What have movies done to us? Thomson is pretty sure that they have increased the divorce rate. Not just because actors notoriously marry and remarry — their actual full-time occupation, my mother always insisted — but because every new movie promises a fresh start, a different course of action. And it seems clear to me that intelligent people learn protect themselves from flightiness by weighting the experience of seeing movies with knowledge about how they’re made, how they used to be made, changes in taste over the decades as well as a grasp of developing technology, so as to prevent the surface lightness from kiting them off to the crash of fantasy into reality. Studying film acts as a vaccine. (It can also render unusually powerful movies that rely heavily on cliché rather pathetic and ridiculous, and ultimately painful in an unintended way — I’m thinking of Titanic.) It can also act as fertilizer. Going to Woody Allen’s movies for the jokes is pretty dim; for every spoken line that’s funny there is at least one purely visual gag, often a reference to the sheer magic of the movies (in the Méliès sense), but you won’t catch it if you don’t know your movies. You can’t be dreaming if you want to feel the dream.
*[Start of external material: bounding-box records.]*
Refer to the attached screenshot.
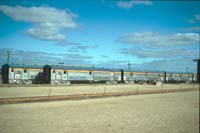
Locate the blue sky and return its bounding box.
[0,0,200,73]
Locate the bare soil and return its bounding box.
[0,91,199,133]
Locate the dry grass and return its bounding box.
[0,84,198,98]
[0,91,199,133]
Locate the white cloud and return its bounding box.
[116,0,152,9]
[0,5,77,41]
[0,49,93,65]
[118,32,199,47]
[188,14,200,24]
[120,48,198,59]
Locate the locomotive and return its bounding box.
[1,64,196,84]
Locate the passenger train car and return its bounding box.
[2,64,196,84]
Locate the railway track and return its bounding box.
[0,89,199,104]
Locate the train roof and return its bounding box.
[9,64,44,69]
[3,64,120,72]
[1,64,193,74]
[51,65,120,72]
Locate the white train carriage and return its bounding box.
[51,66,118,84]
[9,65,43,84]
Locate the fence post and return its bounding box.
[48,87,51,97]
[192,83,194,89]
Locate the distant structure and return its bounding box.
[193,59,200,83]
[6,51,11,64]
[128,60,135,70]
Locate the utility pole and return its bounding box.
[128,60,135,70]
[6,51,11,64]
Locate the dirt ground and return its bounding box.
[0,84,199,98]
[0,91,199,133]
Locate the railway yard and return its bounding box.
[0,84,199,133]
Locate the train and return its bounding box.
[1,64,197,84]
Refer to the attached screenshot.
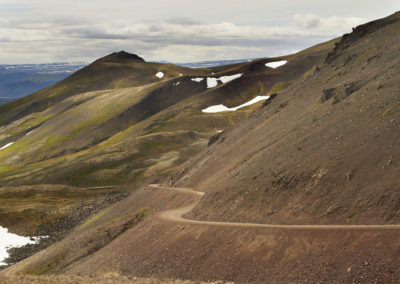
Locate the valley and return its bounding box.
[0,12,400,283]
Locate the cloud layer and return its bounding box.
[0,0,396,63]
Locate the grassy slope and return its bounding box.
[0,37,329,244]
[177,13,400,224]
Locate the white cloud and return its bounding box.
[0,0,398,63]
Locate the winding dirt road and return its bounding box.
[149,184,400,230]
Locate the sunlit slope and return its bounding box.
[0,39,333,185]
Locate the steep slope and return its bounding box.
[0,18,356,281]
[176,13,400,224]
[5,10,400,283]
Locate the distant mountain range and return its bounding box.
[0,59,249,105]
[0,63,87,104]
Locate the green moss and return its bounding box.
[31,252,66,276]
[79,207,111,229]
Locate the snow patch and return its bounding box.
[0,226,40,265]
[0,142,14,150]
[202,96,269,113]
[265,60,287,68]
[207,73,243,88]
[218,73,243,84]
[156,72,164,79]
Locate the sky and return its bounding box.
[0,0,400,64]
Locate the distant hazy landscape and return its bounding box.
[0,59,249,105]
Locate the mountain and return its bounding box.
[0,57,253,105]
[0,63,85,105]
[0,10,400,283]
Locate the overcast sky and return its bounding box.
[0,0,400,64]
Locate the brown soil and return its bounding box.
[3,13,400,283]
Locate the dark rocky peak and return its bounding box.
[325,12,400,64]
[97,51,146,63]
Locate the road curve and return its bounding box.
[149,184,400,230]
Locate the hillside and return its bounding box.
[0,37,333,244]
[0,10,400,283]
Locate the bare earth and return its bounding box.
[153,184,400,230]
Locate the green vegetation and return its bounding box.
[79,207,111,229]
[30,252,66,276]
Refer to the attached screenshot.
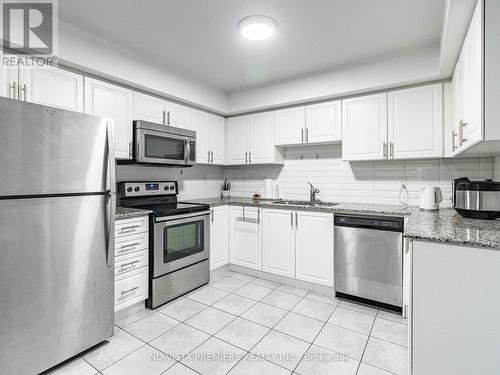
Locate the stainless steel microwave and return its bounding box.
[132,120,196,167]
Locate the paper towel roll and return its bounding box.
[264,178,273,198]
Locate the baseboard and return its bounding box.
[225,264,335,297]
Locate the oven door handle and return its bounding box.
[155,210,210,223]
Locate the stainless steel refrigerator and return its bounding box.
[0,98,116,375]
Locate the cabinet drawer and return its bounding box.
[115,216,149,238]
[115,267,148,311]
[115,232,149,256]
[115,250,149,275]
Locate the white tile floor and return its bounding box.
[47,269,408,375]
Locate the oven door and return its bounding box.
[135,129,196,165]
[153,211,210,277]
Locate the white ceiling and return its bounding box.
[59,0,446,92]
Many years ago, on a snowy afternoon in New York, a young woman who was my nephew’s girlfriend at the time and I left the Metropolitan Museum of Art, where we had seen a big Diane Arbus show, and headed east along 82nd Street. I lapsed into a bloviation about the bourgeoisie, which so captivated that I had to be pinched by my companion in the middle of Park Avenue. “Did you see?” she whispered. “That was Woody Allen who just passed us!” Of course I hadn’t seen, but what I did see right away was that we were re-enacting a scene played out in several Allen films, in which an older man purports to instruct a younger woman. Of course, there is usually the hint that the older man harbors other designs, my utter innocence of which meant that we weren’t getting the scene quite right, but all the same, for a brief moment, Park Avenue, complete with snow, filled the interior of a sound stage.
***
Wednesday 13th
The plan was, to take some time off after the New Year, and then to get to work on an overhaul of the writing project. Instead, I relaunched the old Daily Blague, with a new focus (“the incidental housekeeper”). That’s going fairly well — yes, we’ll leave it at that: fairly well. Now, for the writing project.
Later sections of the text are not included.